The site of the Republican National Convention is a gathering point for the delegates and the party faithful, but the bigger audience - by far - is the roughly 40 million people at home expected to tune in Thursday night to hear Mitt Romney accept his party’s 2012 presidential nomination.
Everyone in the building except for him is just part of the backdrop for them.
That is why there has been such angst about carrying on in Florida when, further up the Gulf Coast, Isaac was crashing into New Orleans as a hurricane-force storm.
The sideways rain and 80 miles-per-hour winds were long past Tampa, leaving delegates dry and safe. But the thought of having the networks broadcast a split-screen image of storm clean-up and their political festivities prompted fears that the Republicans would be branded as insensitive.
That concern underscored that conventions are about doing something inside the hall that is well received beyond the arena itself.
Everything within the building is about the perception beyond it.
Here in Florida, as will surely be the case next week in Charlotte, N.C., scene of the Democratic National Convention, the dominant color scheme is an All-American red, white, and blue.
There is bright red carpeting marking the aisles between the delegate seating on the convention floor.
All the walls inside the arena have been draped in a blue sheen.
The family/VIP box for the Romneys is distinguished from that blue backdrop by red piping at its top, while signs - such as “Romney-Ryan 2012” or “We Built It” - stand out because of their white lettering.
Meanwhile, the video screens ringing the arena’s two upper decks project red, white, and blue images, most often an American flag.

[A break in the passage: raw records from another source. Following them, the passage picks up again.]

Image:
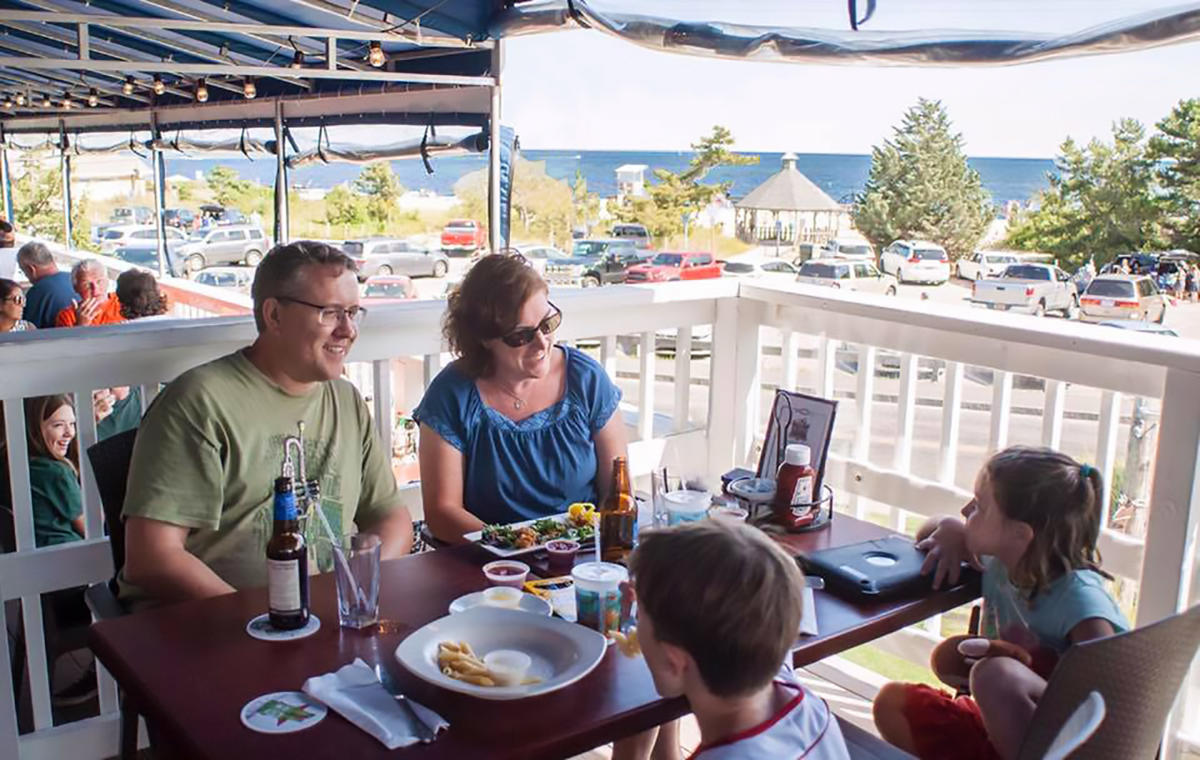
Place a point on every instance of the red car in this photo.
(667, 265)
(463, 235)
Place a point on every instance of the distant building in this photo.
(630, 181)
(791, 209)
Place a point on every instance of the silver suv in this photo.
(233, 244)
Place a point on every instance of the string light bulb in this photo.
(376, 57)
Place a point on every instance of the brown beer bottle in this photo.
(287, 563)
(618, 516)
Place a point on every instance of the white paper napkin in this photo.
(809, 620)
(355, 693)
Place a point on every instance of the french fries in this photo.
(457, 660)
(628, 642)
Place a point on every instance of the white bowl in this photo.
(559, 652)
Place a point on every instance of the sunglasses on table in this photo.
(523, 336)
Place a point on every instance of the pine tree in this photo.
(1176, 153)
(921, 186)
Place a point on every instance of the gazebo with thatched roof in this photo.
(789, 208)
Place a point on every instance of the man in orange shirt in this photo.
(99, 306)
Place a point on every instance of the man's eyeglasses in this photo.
(523, 336)
(330, 315)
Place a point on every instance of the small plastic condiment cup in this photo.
(507, 573)
(562, 554)
(502, 597)
(508, 666)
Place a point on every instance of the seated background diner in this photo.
(516, 426)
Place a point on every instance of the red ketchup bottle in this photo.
(793, 488)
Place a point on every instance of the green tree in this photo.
(342, 207)
(382, 190)
(1102, 201)
(676, 195)
(1175, 151)
(921, 186)
(37, 203)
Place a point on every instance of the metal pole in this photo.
(281, 180)
(493, 157)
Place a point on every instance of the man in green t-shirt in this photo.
(198, 507)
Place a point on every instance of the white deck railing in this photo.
(700, 414)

And the balloons hanging in the rafters for Thursday’s finale are - you guessed it - red, white, and blue.
The stage itself has a homey wood veneer and steps descending to the delegate floor, though anyone trying to ascend it at any point is likely to be arrested.
It signals approachability though not accessibility.
The array of video screens behind the podium are placed to project a stream of images to the delegates, but, truly, the only one that matters is the one directly behind the speaker.
On Tuesday night, it often displayed a swirling blue image, causing some to complain that it appeared on television as if the speakers were standing in front of a fish tank.
But that screen is pivotal because it provides a backdrop to the three television cameras that provide a single pool feed from the convention hall out to all the broadcast, cable, and Internet networks beyond its walls.
They are, perhaps, the three most important pieces of equipment of the convention, because through their portal, the country and the world will begin their final formulation of Mitt Romney’s image.
Those electronic eyes will ingest a view of a person set off against a carefully chosen backdrop and illuminated by racks of lights hung from the ceiling.
They will feed that image from the studio that is the Tampa Bay Times Forum to a much bigger audience tuning in - or logging on - to some form of screen elsewhere.